Each filter is a vote; an edge survives if it passes a threshold. The output is a noisy DAG (cycles broken by minimum feedback arc set).
YAGO / YAGO 4.5 (Suchanek et al., 2007 → arXiv 2023, SIGIR 2024). YAGO does not trust category-name parsing. Instead, every Wikipedia category is mapped to a WordNet synset using head-noun + WSD, and the synset's hypernyms become the class hierarchy. YAGO 4.5 adds two more layers: (a) integrate the Wikidata class graph but prune it to remove the meta-level cruft (Wikimedia disambiguation page etc.), and (b) anchor the top of the resulting tree in Schema.org so every class has a clean upper-ontology root. The taxonomy is then logically validated: any class causing OWL2 inconsistency is dropped. The result is a small but provably consistent upper taxonomy (~10K cleaned top-level classes), under which the ~50M entities are typed.
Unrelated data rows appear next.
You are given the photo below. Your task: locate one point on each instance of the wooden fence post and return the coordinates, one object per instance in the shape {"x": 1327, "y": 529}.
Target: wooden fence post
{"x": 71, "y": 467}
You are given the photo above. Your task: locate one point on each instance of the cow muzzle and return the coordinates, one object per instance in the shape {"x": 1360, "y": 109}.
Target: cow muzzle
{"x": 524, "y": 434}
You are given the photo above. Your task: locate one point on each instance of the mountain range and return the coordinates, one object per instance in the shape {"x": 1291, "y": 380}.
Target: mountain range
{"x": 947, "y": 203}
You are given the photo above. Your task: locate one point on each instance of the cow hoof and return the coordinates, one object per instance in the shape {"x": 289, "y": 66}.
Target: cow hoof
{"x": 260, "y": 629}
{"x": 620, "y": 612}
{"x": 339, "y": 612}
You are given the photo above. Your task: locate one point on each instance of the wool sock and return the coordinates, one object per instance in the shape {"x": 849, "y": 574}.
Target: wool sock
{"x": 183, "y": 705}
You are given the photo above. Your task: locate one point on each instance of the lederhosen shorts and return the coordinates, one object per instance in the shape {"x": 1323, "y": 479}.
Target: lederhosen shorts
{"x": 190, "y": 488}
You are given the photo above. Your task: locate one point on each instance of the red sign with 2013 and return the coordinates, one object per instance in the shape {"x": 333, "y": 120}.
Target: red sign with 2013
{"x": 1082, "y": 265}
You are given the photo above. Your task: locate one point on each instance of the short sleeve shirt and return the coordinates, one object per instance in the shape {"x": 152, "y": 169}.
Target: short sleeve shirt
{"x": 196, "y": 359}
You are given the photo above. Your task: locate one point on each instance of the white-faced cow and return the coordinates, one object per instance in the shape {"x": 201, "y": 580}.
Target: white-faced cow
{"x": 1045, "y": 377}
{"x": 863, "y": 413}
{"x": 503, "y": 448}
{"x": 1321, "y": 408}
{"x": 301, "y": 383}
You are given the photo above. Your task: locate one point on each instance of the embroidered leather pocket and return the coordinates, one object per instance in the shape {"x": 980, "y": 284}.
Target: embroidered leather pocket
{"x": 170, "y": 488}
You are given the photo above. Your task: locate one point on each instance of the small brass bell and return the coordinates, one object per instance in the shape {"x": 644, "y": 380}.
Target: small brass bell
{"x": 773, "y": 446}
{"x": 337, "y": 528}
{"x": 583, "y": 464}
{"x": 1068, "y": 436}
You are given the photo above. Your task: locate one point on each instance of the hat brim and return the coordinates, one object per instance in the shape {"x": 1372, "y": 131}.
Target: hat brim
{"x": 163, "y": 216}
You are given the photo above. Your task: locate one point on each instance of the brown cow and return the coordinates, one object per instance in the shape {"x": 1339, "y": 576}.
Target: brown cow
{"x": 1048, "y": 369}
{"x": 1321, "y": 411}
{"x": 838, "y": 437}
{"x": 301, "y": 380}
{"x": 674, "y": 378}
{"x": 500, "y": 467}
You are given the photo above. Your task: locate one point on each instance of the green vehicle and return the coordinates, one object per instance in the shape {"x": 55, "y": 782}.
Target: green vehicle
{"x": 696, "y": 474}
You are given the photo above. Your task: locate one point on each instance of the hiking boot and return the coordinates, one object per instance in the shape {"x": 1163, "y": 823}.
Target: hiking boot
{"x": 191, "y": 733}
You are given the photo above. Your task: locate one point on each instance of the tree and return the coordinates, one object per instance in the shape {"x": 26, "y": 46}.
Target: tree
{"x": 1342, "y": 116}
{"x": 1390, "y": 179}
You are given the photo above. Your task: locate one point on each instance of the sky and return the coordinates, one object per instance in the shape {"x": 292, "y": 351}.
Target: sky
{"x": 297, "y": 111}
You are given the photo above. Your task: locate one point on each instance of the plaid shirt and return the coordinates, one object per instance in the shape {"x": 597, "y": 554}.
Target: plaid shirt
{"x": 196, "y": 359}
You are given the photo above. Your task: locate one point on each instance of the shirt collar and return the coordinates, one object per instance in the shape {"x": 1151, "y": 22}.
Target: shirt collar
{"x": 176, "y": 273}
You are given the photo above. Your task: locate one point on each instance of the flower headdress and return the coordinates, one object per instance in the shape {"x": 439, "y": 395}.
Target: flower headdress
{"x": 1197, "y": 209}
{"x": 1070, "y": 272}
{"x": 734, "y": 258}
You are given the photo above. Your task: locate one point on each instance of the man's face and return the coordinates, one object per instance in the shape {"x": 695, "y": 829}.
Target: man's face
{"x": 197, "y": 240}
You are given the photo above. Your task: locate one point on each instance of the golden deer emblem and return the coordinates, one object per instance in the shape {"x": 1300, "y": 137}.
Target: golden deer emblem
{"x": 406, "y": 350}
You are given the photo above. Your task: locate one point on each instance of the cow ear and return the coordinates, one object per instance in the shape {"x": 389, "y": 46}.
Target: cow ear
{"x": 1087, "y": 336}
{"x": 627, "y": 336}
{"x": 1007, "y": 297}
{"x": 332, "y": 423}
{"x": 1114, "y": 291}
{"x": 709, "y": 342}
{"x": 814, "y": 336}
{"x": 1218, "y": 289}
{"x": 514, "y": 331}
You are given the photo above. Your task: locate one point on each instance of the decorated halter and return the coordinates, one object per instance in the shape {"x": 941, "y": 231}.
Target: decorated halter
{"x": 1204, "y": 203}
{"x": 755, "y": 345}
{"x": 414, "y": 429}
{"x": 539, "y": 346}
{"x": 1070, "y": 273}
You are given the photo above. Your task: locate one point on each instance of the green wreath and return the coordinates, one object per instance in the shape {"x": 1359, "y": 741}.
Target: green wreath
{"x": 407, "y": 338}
Cat2Ax (Heist & Paulheim, ISWC 2019). The key insight: do not rely on category names alone; mine linguistic patterns in the names and then validate and weight them with statistics over category members. The paper runs three phases (candidate selection, pattern mining, pattern application). One core signal: for each category C and each property p in DBpedia, compute the fraction of C's entities that share a value for p. If ≥ θ of members of Category:German jazz singers have nationality = Germany, mine the axiom C ⊑ ∃nationality.Germany. Repeat for type, genre, etc. This produces a structured intensional definition of each category from statistics over its instances, which is then used to:
- Type new entities (an entity satisfying the axioms is a member),
- Detect mis-classified entities (members violating the axioms),
- Infer subsumption (
C1 ⊑ C2when C1's axioms imply C2's).
Entity Extraction from List Pages (Heist & Paulheim, ESWC 2020). A Wikipedia list page (List of German jazz singers) is treated as a category whose membership is given explicitly by the list rows. The pipeline links list rows to Wikidata/DBpedia entities, applies Cat2Ax-style axiom mining to the list, and then asserts types for the linked entities. This is how CaLiGraph triples its typed-entity coverage versus DBpedia.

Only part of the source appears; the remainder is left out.